The best architects of the age, Diego de Siloé, Juan de Álava and Rodrigo Gil de Hontañón, were all involved in the construction of a building commissioned by Archbishop Fonseca in 1525. At that time it was one of the four colleges, which formed the University of Salamanca. Due to the many Irish students who once studied in the College it is also known as the Irish College. The façade of the building is decorated with the statues of San Agustína and San Ildefonso de Toledo and displays novelties over previous Plateresque works: architectural aspects predominate over decorative elements, and Villamayor stone has been used in combination with granite. Inside, the high altar retable was made by Berruguete. The use of rounded arches along the lower gallery, and basket-handle arches along the upper galleries has given the two-storeyed cloister an atmospheric harmony. The pillars are prolonged by torch holders, enhancing their slender elegance, while the spandrels are ornamented with medallions.

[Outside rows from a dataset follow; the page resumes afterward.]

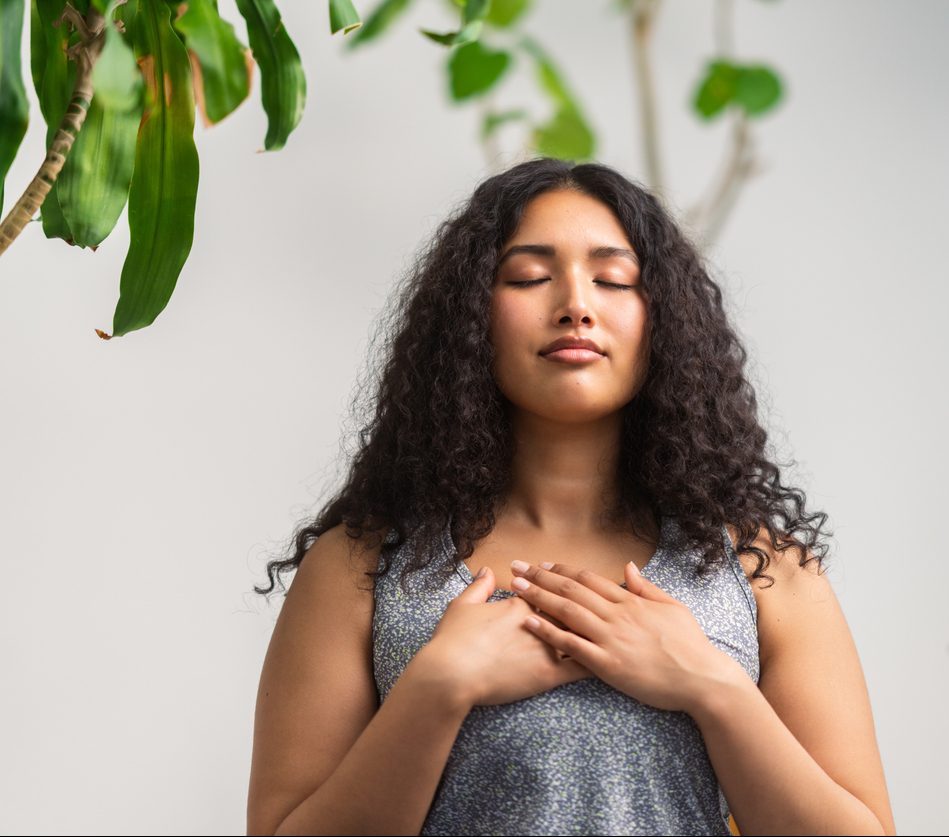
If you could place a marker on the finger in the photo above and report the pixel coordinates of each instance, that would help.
(576, 648)
(568, 611)
(640, 586)
(480, 589)
(609, 590)
(570, 586)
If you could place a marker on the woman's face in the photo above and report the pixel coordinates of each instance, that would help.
(577, 296)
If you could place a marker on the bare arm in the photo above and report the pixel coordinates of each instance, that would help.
(387, 781)
(327, 758)
(797, 754)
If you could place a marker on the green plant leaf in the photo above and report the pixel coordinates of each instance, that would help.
(473, 70)
(116, 79)
(225, 65)
(94, 182)
(758, 89)
(282, 83)
(379, 20)
(717, 89)
(343, 15)
(548, 76)
(493, 121)
(165, 179)
(503, 13)
(469, 33)
(567, 137)
(475, 10)
(14, 108)
(54, 78)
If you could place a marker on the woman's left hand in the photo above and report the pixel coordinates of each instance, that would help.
(640, 640)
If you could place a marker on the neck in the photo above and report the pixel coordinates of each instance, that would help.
(564, 474)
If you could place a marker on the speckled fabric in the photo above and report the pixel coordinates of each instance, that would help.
(582, 758)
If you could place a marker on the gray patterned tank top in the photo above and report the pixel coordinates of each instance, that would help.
(583, 757)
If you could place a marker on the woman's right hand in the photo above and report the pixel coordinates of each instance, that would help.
(482, 650)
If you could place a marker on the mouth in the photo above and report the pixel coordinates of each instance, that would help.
(574, 354)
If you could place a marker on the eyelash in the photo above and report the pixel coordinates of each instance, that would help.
(545, 278)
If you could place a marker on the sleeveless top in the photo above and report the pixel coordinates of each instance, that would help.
(583, 757)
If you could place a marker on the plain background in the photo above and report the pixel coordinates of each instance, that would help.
(148, 479)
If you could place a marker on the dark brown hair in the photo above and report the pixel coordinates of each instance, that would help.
(438, 445)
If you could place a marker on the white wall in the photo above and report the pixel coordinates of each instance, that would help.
(147, 479)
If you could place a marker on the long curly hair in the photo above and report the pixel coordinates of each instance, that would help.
(438, 448)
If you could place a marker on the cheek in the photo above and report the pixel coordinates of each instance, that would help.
(513, 320)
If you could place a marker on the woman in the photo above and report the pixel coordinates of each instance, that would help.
(617, 666)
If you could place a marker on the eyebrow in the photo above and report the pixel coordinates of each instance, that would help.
(603, 252)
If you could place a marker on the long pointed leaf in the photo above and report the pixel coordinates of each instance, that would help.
(282, 84)
(224, 63)
(93, 185)
(165, 180)
(54, 78)
(14, 109)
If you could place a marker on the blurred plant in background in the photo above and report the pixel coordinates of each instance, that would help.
(119, 83)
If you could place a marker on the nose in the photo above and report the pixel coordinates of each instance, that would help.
(573, 300)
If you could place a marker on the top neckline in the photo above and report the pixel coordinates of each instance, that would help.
(461, 568)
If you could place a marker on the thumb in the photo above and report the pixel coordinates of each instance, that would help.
(480, 589)
(635, 583)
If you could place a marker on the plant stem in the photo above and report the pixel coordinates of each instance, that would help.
(643, 18)
(85, 54)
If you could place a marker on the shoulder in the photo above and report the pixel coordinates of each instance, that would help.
(342, 561)
(796, 590)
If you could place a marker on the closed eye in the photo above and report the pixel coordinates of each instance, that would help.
(602, 282)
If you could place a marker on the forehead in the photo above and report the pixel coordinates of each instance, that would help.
(568, 217)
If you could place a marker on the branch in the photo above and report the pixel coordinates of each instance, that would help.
(643, 18)
(707, 216)
(85, 53)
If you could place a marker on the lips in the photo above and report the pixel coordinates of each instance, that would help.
(571, 343)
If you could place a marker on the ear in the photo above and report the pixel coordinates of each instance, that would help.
(635, 583)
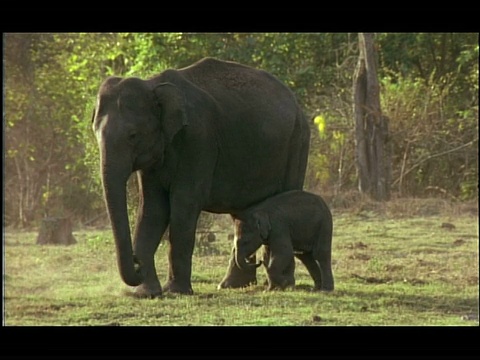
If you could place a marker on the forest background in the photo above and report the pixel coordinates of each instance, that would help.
(428, 85)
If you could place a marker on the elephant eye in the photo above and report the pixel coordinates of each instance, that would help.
(132, 136)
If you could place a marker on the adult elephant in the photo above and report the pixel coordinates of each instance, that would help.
(215, 136)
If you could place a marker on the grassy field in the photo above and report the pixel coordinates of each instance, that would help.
(395, 264)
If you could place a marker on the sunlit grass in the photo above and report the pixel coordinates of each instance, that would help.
(388, 271)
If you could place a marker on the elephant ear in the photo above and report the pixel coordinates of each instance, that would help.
(263, 224)
(105, 88)
(172, 103)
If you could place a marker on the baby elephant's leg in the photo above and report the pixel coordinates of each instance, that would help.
(313, 269)
(280, 272)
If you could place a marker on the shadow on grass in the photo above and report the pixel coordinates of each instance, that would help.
(441, 303)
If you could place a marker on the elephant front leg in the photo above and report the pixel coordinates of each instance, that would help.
(236, 277)
(183, 223)
(280, 274)
(152, 221)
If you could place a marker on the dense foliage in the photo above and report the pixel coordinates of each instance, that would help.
(429, 92)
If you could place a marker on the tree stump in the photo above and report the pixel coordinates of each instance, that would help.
(56, 230)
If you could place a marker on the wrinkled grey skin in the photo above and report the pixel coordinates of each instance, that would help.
(215, 136)
(295, 223)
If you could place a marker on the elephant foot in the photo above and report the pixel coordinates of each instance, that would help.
(177, 288)
(237, 278)
(145, 291)
(235, 283)
(323, 288)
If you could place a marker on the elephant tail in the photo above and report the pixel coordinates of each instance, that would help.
(298, 153)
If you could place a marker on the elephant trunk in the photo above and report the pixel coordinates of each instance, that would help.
(115, 191)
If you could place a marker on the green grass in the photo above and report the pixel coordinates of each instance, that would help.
(407, 271)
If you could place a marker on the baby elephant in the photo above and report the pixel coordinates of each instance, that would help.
(294, 223)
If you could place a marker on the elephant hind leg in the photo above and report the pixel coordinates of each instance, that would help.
(313, 269)
(325, 263)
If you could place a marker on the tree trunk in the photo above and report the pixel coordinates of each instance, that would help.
(56, 230)
(371, 127)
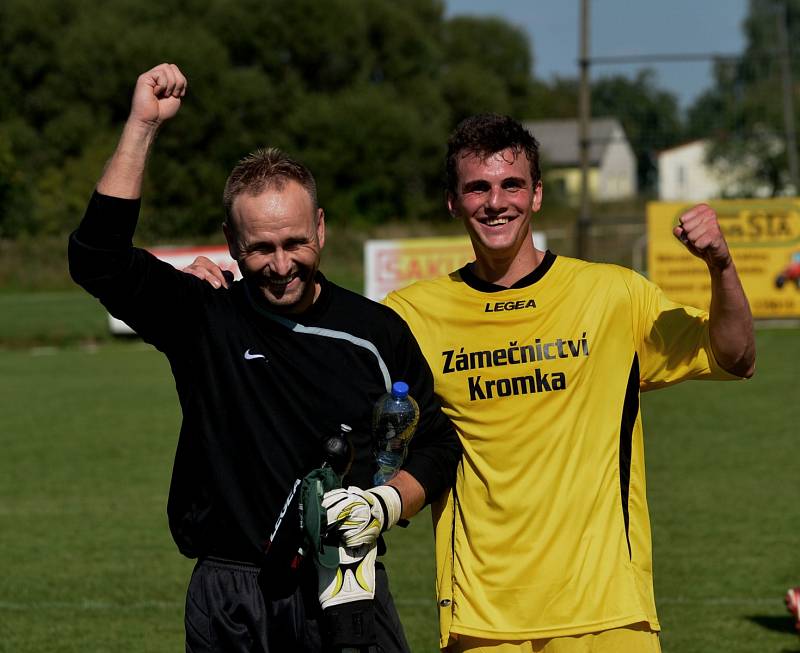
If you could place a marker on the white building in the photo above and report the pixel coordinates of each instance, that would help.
(685, 175)
(612, 163)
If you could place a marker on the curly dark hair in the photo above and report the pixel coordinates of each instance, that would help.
(262, 169)
(484, 135)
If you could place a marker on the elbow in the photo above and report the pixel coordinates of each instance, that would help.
(743, 367)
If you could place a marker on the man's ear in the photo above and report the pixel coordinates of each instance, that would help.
(321, 227)
(451, 203)
(536, 202)
(230, 238)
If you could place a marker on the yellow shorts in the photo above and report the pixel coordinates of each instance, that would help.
(636, 638)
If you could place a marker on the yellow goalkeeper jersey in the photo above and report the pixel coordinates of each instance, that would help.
(546, 532)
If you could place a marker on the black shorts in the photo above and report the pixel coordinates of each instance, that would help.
(227, 612)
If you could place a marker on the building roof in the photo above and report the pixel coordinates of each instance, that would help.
(559, 143)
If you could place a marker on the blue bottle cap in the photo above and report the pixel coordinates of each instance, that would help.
(399, 389)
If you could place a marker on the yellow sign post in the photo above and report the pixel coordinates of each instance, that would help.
(764, 237)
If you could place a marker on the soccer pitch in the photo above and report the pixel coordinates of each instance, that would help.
(87, 563)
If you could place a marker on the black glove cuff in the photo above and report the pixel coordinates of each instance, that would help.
(351, 624)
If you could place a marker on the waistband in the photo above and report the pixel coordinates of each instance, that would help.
(225, 563)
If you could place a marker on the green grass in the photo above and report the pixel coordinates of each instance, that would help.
(87, 564)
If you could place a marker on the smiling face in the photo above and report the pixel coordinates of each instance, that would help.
(495, 197)
(276, 236)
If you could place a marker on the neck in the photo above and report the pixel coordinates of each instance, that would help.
(507, 270)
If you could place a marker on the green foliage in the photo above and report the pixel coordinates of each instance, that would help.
(364, 92)
(649, 116)
(743, 112)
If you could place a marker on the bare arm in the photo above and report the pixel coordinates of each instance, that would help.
(156, 98)
(731, 322)
(411, 493)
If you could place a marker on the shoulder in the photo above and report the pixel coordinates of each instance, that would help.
(425, 291)
(358, 314)
(593, 273)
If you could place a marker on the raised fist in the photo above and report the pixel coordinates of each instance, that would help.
(700, 233)
(158, 93)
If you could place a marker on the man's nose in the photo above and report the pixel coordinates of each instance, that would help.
(281, 263)
(496, 202)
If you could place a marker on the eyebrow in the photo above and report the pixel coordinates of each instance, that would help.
(468, 185)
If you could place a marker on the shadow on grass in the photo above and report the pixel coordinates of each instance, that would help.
(779, 625)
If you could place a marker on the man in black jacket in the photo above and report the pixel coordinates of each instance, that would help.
(265, 373)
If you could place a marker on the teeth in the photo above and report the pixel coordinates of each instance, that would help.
(493, 222)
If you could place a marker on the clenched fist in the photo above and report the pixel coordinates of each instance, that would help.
(700, 232)
(158, 93)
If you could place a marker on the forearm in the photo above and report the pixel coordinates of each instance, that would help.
(411, 492)
(124, 173)
(731, 323)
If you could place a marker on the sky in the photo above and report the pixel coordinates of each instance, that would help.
(624, 28)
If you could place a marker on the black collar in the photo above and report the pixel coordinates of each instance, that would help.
(473, 281)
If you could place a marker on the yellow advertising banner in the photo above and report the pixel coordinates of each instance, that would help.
(764, 238)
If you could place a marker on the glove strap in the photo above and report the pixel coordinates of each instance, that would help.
(351, 624)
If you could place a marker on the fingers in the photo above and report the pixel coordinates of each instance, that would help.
(168, 81)
(204, 268)
(699, 231)
(157, 96)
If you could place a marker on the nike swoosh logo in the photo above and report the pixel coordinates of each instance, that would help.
(250, 357)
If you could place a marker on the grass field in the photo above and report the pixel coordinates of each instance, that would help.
(88, 436)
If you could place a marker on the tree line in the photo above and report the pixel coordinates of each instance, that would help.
(362, 91)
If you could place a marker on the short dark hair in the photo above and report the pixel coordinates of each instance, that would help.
(487, 134)
(265, 168)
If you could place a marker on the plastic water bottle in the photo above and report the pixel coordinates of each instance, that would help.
(394, 421)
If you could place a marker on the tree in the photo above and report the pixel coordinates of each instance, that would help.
(650, 117)
(364, 92)
(743, 113)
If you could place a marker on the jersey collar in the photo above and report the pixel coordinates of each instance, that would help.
(473, 281)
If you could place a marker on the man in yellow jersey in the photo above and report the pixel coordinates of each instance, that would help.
(543, 545)
(544, 542)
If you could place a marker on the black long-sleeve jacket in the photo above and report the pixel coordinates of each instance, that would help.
(259, 392)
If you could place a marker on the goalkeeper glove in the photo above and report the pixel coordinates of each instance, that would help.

The Clergy and Pontifical University

The Clergy and Pontifical University were ordered to build by Felipe III in the beginning of the XVIIth century. The construction didn't last until 1754 and is one of the most important monuments in Baroque style in all Spain. Inside the building the study cloister, with its giant columns is particularly remarkable. The Baroque Church and Seminary was designed by Juan Gómez de la Mora and begun in 1617. The church forms part of the Jesuit College (now Universidad Pontificia). Church and seminary were the initiative of Margaret of Austria, wife of Philip III, in an attempt to make reparations to the Society of Jesus for the wrong done to its founder, St. Ignatius Loyola, imprisoned in Salamanca because of the Dominicans.